Thursday 27 March 2014

Oscar 'has a case to answer

"What is on trial is Pistorius's state of mind at the moment when he pulled the trigger." File photo
Image by: SIPHIWE SIBEKO / REUTERS

The state has proved enough for Oscar Pistorius to have to explain his actions on the night he killed his girlfriend, Reeva Steenkamp, legal experts say.

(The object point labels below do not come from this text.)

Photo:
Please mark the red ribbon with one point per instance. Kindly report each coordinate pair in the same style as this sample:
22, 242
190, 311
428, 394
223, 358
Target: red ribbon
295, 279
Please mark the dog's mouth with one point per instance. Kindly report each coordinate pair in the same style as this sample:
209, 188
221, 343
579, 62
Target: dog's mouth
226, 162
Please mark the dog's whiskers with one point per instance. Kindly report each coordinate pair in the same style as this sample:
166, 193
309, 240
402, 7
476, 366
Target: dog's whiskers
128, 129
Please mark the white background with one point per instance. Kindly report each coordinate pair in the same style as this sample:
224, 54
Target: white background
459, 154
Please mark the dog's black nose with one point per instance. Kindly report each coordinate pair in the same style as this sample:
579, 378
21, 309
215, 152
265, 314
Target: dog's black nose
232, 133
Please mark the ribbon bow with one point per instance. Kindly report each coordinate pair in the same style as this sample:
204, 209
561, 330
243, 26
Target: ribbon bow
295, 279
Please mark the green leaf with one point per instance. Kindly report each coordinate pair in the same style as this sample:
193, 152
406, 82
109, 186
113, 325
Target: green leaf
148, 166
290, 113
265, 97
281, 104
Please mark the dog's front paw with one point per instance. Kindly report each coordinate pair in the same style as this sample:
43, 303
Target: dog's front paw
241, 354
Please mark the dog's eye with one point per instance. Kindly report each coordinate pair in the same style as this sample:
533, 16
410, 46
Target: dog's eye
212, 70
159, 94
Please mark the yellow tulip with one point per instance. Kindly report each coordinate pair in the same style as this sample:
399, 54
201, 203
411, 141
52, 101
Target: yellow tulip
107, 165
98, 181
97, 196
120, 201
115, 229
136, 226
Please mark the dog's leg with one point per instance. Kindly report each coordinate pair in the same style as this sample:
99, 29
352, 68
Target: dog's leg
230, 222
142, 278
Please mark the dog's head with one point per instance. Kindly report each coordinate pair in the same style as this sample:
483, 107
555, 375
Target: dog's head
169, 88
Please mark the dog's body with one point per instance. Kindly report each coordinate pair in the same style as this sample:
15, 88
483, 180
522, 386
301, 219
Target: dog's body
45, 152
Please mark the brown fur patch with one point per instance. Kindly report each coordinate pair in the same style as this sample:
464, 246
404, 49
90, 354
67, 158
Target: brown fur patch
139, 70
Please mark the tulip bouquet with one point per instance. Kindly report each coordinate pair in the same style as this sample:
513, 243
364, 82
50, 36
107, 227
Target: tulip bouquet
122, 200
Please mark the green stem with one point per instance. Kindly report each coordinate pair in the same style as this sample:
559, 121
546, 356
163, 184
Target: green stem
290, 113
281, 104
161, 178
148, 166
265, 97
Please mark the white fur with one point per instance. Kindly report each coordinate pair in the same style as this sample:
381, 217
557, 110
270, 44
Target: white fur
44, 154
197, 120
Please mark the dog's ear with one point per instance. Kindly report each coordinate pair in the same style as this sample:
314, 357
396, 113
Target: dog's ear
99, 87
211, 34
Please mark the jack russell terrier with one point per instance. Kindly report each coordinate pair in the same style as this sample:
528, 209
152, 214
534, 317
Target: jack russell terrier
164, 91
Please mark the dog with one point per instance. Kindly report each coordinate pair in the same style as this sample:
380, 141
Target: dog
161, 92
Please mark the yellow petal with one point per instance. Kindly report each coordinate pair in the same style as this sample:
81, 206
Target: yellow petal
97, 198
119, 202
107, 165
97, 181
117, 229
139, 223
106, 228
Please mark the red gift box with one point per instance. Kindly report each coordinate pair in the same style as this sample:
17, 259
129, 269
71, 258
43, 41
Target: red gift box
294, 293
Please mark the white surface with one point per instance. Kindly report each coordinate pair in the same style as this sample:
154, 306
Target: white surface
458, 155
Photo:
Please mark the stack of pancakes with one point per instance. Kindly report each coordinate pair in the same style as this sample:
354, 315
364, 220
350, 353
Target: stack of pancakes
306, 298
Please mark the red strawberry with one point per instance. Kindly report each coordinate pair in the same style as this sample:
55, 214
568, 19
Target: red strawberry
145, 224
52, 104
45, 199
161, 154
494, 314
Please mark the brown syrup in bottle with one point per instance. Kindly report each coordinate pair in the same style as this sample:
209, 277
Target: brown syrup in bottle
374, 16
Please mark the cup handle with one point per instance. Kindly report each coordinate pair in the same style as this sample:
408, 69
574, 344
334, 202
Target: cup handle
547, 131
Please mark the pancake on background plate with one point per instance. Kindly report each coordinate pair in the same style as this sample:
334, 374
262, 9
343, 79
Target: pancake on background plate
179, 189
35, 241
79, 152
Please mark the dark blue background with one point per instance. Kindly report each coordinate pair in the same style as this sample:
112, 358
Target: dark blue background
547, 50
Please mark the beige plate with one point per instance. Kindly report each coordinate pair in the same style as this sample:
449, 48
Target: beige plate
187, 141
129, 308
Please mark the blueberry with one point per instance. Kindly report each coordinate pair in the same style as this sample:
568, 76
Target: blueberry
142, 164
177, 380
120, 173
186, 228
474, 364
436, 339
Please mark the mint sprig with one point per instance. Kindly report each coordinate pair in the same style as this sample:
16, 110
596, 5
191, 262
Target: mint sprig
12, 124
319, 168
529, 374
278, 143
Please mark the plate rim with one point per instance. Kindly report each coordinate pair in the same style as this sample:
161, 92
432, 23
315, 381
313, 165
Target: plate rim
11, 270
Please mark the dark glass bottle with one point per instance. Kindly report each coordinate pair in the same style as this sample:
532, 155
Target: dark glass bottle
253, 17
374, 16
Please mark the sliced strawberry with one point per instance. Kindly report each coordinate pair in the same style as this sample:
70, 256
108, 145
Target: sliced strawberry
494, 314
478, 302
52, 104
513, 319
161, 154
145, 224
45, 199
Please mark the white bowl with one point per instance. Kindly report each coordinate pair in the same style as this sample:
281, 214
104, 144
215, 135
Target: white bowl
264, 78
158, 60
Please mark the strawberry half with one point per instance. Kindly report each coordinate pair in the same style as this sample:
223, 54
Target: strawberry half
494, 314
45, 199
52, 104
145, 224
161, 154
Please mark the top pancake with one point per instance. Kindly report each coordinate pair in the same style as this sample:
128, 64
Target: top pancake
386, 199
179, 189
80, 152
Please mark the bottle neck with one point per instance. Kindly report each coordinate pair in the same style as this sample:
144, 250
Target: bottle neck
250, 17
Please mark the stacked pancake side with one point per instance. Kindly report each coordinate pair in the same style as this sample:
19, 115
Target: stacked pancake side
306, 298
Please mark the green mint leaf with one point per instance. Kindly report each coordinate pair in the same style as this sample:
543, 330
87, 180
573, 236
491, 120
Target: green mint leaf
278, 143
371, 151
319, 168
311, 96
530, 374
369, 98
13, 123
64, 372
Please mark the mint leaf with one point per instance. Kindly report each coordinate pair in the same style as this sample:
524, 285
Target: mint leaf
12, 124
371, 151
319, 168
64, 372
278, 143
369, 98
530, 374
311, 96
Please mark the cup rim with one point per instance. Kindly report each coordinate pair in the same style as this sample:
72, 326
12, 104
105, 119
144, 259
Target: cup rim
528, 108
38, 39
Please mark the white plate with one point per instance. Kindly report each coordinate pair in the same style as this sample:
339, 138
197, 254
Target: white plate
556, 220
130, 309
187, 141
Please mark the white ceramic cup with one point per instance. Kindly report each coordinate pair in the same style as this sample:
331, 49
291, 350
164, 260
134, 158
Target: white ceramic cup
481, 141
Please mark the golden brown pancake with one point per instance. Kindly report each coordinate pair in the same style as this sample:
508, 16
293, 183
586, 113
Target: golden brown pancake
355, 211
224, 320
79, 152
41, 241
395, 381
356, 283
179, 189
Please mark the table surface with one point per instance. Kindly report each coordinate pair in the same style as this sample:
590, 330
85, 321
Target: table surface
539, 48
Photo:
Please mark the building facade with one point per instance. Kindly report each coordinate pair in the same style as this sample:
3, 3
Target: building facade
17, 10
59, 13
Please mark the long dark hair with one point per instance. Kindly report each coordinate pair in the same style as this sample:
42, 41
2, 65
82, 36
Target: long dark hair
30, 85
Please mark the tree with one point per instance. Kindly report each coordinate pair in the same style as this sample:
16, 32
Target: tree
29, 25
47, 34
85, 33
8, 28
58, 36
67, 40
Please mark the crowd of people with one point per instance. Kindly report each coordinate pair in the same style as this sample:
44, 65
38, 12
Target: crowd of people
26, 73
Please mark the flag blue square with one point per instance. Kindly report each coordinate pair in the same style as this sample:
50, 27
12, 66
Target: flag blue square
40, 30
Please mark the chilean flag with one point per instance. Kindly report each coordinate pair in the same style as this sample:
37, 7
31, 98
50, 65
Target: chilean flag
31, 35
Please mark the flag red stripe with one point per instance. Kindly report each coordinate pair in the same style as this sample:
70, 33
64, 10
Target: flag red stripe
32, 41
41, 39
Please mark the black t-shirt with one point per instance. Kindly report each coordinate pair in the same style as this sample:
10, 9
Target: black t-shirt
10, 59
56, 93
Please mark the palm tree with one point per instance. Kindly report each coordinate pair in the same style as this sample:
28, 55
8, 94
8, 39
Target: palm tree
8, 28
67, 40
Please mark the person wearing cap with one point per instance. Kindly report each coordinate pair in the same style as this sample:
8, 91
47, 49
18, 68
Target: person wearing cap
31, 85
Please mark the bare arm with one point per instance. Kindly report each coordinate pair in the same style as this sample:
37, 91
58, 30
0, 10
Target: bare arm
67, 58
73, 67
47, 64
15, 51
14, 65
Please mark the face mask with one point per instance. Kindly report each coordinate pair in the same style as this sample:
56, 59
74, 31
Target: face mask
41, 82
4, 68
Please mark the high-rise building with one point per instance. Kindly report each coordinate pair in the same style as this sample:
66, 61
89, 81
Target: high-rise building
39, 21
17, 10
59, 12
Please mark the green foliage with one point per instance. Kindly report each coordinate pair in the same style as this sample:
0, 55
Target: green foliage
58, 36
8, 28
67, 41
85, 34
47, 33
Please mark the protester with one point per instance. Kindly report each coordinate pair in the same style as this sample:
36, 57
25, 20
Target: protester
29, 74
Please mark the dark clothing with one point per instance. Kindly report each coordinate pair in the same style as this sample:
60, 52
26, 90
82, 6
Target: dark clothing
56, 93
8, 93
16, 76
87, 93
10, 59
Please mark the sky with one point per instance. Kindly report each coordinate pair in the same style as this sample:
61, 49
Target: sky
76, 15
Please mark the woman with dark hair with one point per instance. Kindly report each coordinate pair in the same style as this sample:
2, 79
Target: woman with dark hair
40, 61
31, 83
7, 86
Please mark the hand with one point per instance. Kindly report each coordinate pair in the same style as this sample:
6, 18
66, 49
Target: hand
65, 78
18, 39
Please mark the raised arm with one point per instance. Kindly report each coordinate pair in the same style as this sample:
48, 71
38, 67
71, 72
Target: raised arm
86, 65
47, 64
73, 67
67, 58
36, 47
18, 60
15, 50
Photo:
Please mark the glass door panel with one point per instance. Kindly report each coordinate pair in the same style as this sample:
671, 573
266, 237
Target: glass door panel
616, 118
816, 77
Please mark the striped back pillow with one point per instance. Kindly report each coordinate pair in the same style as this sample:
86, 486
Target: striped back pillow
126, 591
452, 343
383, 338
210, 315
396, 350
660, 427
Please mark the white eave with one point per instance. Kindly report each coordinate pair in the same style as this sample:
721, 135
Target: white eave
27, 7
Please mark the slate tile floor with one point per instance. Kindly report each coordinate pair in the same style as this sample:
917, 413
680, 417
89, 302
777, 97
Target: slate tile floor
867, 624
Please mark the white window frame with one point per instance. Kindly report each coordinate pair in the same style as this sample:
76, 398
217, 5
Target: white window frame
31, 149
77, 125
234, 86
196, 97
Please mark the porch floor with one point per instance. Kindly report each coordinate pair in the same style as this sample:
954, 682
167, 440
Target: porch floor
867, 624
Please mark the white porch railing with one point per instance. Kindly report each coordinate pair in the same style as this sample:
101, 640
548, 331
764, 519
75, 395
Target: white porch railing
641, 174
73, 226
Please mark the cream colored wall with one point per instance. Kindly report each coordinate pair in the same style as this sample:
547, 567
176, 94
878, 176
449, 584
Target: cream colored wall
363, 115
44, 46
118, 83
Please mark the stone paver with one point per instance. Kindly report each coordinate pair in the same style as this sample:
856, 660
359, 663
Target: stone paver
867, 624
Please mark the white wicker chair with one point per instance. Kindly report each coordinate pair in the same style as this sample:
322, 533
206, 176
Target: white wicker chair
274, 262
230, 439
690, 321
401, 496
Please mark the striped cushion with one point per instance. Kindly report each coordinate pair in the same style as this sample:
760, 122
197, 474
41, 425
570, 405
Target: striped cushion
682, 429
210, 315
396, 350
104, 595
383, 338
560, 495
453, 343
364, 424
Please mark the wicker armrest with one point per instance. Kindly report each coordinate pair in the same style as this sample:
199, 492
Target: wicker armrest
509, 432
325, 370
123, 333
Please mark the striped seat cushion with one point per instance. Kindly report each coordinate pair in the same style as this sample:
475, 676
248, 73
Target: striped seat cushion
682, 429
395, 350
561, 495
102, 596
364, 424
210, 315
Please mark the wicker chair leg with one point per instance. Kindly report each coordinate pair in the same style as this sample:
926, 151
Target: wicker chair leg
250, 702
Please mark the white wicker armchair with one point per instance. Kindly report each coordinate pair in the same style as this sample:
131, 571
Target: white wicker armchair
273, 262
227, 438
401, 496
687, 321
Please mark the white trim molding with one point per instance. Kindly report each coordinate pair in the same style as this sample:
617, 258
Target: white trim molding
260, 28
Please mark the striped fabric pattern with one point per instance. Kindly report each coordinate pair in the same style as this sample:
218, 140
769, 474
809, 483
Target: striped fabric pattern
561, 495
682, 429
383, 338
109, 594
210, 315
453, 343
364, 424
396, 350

Tomorrow, Pistorius is expected to testify as to why he fired four shots at a locked toilet door in his luxury Silver Woods Estate home, near Pretoria.
His defence is that he opened fire, in the early hours of Valentine's Day last year, after mistaking Steenkamp for an intruder.
The state has closed its case.

Professor James Grant, of the Wits School of Law, said: "The evidence I think has been enough to put Pistorius in a position where he needs to do some explaining because of the cumulative effect of the evidence led.
"The court will consider what are the chances of the neighbours [who testified] all being wrong."
Llewelyn Curlewis, president of the Law Society of the Northern Provinces, said that if the defence chose not to ask for an acquittal, that could imply that it agreed that there was at least a prima facie case to contest.
Grant said the evidence of the state's ballistics expert was fairly forceful, "especially relating to the order in which Steenkamp was most likely struck by the bullets".
"In my opinion, there is at the very least a case to be answered."
Grant said the defence would want to keep Pistorius on the stand for as short a time as possible, "but they are not in control of that".
"Once on the stand, he is open to cross-examination by prosecutor Gerrie Nel, who will take his time.
"What is on trial is Pistorius's state of mind at the moment when he pulled the trigger."
Grant said the defence "might try the strategy of calling a psychologist to testify on the vulnerability of disabled people and, because of his vulnerability, he made the mistake he made ...".
Grant said the difference between murder and culpable homicide was that the murder charge was judged subjectively, "which is why it is all-important as to what he was thinking".
"Culpable homicide, which is a competent verdict on a charge of murder, is judged objectively.
"The test is what a reasonable person in the 'external immediate circumstances of the accused' would have thought and done.
"To date, our law has never taken account of the disabilities of an accused to lower that standard. It would be unprecedented for a court to take account of any expert testimony to lower that standard."
He said that Pistorius's position could be harmed if "the courts raise the standards, in particular when we are talking about conduct that requires a special skill or knowledge, such as the handling of a firearm".
"His conduct [if the court were to consider a verdict of culpable homicide] would be compared to that of a reasonable firearms owner, someone in our society who has passed the tests and knows the law."